Le vide juridique fait qu’officiellement les Ahmadis ne sont pas « une minorité religieuse ». Chose qui est perçue différemment à l’étranger.

Au-delà du fonds religieux de l’affaire, le dossier des Ahmadis impose à l’État algérien une révision de l’arsenal juridique. Faute d’assise légale claire et respectueuse de la liberté du culte, les actions de l’État contre les Ahmadis peuvent ressembler à de la persécution. Les interpellations et les campagnes parfois haineuses sur les réseaux sociaux et dans certains médias risquent de compliquer les choses.

L’Algérie a beaucoup souffert de l’instrumentalisation de la religion. Elle a le droit, comme les autres États, d’organiser la pratique religieuse et d’éviter que les campagnes de prosélytisme évoluent en opérations de déstabilisation politique et sociale, comme le sous-entend le discours officiel. Mais le respect des libertés individuelles et collectives doit être la règle.

C’est d’ailleurs ce qui est écrit dans l’ordonnance 06/03 qui précise que l’État garantit le libre exercice du culte dans le respect des dispositions de la Constitution, « de la présente ordonnance, des lois et règlements en vigueur, de l’ordre public, des bonnes mœurs et des droits et libertés fondamentaux des tiers ».

L’instrumentalisation de la religion dans les années 1990 a créé une situation de chaos en Algérie, a facilité l’émergence d’organisations terroristes et a failli emporter l’État national. Ce traumatisme fait qu’aujourd’hui, les pouvoirs publics perçoivent les pratiques religieuses, éloignées des référents sunnites modérés, comme douteuses ou porteuses de périls.

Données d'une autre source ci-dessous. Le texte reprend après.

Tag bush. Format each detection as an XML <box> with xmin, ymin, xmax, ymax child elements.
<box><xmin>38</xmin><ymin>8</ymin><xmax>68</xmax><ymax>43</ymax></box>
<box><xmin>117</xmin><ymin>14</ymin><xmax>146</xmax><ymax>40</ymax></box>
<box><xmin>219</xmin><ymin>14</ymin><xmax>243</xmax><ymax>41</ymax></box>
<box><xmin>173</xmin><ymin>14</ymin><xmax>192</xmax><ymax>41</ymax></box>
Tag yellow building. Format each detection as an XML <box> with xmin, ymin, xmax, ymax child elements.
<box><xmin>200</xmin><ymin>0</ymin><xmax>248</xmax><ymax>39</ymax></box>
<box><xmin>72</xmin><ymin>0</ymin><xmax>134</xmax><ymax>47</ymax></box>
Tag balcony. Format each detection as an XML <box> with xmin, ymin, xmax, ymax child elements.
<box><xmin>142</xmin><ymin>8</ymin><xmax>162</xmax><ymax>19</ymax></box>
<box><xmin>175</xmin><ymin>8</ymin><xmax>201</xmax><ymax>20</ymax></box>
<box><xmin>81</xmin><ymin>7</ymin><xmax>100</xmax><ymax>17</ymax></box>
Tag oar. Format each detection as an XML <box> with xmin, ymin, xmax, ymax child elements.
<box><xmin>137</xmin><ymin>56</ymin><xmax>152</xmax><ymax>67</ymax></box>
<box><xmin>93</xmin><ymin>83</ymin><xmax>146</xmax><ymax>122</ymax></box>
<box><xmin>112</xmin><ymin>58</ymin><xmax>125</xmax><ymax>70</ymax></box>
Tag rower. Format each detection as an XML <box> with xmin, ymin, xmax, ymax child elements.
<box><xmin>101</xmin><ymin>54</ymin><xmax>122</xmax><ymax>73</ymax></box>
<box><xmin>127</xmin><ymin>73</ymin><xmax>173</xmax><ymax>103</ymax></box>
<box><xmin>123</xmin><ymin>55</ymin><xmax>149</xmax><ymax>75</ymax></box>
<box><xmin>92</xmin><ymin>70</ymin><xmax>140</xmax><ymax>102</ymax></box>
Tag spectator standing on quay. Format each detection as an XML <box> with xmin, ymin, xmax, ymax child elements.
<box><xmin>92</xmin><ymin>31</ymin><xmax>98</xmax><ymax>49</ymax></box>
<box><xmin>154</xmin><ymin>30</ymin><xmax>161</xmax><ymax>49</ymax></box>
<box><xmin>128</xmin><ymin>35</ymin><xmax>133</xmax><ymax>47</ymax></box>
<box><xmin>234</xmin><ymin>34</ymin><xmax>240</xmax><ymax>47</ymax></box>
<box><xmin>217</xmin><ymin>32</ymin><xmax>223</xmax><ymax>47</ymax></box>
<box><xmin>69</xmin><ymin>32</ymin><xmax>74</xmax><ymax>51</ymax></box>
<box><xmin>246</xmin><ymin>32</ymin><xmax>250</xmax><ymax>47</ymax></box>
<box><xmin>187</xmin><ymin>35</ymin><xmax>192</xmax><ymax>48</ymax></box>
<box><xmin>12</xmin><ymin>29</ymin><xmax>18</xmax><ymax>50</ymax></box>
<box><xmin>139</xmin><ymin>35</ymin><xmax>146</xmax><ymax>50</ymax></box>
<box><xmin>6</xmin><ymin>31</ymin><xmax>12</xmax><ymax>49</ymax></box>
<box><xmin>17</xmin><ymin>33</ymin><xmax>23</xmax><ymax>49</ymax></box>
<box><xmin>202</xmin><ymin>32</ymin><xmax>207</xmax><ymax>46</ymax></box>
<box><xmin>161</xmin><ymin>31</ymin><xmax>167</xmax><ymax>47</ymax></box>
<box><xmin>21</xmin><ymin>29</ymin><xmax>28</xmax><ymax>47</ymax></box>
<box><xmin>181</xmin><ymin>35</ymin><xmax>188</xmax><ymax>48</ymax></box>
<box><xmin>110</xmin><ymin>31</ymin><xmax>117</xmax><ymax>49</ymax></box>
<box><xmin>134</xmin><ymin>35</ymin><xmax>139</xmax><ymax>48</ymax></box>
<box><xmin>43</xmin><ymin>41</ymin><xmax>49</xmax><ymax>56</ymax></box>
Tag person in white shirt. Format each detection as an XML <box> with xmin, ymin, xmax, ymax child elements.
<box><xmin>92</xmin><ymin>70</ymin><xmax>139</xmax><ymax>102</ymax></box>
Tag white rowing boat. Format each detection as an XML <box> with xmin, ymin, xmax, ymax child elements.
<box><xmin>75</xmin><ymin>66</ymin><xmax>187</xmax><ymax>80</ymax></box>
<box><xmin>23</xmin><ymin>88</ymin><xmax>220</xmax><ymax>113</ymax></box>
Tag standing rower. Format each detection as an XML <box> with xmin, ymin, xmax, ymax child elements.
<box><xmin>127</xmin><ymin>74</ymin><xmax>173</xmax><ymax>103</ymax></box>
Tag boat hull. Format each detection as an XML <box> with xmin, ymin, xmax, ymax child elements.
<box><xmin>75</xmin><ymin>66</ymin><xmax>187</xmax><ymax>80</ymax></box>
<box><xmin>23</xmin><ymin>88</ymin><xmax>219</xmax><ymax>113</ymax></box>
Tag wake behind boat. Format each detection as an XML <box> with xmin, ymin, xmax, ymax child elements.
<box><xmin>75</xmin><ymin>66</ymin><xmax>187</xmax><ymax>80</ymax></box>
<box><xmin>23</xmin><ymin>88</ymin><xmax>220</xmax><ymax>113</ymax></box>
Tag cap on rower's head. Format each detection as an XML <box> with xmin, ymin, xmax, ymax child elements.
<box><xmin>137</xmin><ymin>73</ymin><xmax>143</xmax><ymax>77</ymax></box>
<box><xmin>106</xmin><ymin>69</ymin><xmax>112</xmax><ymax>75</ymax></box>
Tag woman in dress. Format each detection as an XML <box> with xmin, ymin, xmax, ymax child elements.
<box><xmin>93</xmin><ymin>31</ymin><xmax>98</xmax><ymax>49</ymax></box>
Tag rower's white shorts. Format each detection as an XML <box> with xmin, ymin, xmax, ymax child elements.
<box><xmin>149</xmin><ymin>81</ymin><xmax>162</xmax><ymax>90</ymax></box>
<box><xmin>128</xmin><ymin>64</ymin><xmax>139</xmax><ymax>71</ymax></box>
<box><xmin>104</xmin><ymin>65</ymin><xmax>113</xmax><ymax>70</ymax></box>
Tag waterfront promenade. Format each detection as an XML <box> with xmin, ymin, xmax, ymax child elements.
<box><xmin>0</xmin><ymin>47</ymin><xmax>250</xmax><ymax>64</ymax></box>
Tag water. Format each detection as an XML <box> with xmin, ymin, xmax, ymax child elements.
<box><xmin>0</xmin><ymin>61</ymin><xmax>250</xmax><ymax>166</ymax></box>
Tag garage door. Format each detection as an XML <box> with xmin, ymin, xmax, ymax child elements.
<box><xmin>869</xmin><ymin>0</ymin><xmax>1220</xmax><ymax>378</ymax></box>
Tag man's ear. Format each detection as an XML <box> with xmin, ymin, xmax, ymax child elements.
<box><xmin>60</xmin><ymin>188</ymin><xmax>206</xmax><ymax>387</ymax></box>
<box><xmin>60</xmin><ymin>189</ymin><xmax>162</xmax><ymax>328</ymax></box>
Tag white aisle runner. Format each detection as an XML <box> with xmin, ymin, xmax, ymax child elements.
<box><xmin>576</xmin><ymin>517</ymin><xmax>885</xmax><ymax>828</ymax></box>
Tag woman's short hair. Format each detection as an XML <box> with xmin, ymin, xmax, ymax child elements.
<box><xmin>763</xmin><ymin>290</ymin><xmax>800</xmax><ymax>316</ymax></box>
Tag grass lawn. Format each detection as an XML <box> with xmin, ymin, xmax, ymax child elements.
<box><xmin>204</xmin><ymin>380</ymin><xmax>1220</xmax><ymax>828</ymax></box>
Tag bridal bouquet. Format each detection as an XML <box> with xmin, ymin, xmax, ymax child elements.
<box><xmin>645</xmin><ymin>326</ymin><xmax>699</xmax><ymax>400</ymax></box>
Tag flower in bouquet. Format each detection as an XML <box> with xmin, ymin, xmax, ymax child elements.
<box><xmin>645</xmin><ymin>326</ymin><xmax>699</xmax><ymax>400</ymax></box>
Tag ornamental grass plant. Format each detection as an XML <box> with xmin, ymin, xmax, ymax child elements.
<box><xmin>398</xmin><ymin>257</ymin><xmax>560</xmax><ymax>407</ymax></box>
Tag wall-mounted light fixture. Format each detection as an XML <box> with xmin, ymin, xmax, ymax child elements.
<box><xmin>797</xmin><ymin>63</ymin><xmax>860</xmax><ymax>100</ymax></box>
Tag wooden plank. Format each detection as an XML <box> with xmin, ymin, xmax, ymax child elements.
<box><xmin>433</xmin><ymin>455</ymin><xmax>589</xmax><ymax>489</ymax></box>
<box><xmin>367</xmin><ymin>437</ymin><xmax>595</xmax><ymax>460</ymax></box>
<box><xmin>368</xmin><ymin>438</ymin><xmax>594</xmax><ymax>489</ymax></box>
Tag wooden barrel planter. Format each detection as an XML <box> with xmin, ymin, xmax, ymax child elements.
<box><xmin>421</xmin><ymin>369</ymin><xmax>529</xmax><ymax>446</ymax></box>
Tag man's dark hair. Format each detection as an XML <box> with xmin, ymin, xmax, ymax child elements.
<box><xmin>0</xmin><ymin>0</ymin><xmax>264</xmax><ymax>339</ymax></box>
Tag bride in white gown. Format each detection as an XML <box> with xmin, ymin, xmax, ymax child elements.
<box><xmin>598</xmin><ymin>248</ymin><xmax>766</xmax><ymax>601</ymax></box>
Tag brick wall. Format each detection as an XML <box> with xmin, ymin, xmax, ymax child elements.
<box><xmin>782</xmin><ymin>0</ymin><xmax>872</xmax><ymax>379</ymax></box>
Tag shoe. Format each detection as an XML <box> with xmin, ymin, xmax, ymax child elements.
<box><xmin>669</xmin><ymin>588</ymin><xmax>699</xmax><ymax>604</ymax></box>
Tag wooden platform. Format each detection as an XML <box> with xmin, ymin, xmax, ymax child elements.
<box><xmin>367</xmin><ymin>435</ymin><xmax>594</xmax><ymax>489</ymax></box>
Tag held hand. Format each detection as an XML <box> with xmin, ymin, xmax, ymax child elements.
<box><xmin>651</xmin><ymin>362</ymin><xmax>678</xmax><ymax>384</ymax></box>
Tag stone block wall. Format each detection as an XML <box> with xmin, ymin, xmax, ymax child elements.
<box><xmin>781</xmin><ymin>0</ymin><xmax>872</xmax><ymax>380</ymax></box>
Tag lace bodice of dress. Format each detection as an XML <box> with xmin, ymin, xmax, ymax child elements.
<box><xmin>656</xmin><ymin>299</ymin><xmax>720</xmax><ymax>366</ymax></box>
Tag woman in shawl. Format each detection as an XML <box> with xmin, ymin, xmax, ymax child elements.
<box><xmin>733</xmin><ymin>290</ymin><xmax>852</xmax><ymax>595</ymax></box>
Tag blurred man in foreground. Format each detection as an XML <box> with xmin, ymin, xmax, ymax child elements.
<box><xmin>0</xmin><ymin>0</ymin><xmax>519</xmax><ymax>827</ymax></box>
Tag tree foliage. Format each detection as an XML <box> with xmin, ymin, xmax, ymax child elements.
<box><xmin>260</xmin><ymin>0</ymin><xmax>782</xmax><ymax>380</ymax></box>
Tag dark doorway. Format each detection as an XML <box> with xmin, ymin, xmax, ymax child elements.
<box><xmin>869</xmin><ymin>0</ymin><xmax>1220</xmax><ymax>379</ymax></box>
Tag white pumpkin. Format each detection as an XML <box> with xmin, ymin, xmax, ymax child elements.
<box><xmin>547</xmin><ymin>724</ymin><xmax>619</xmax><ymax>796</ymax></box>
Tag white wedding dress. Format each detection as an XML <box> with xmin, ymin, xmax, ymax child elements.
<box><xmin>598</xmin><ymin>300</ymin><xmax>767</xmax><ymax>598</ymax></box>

Une perception qui risque d’ouvrir la voie aux dérives en absence de garde-fous juridiques et de débats libres sur cette question. Le développement de la culture de la tolérance et du vivre ensemble au sein de la société peut être aussi un rempart solide contre tous les dangers qu’ils soient portés par des convictions religieuses, politiques ou culturelles.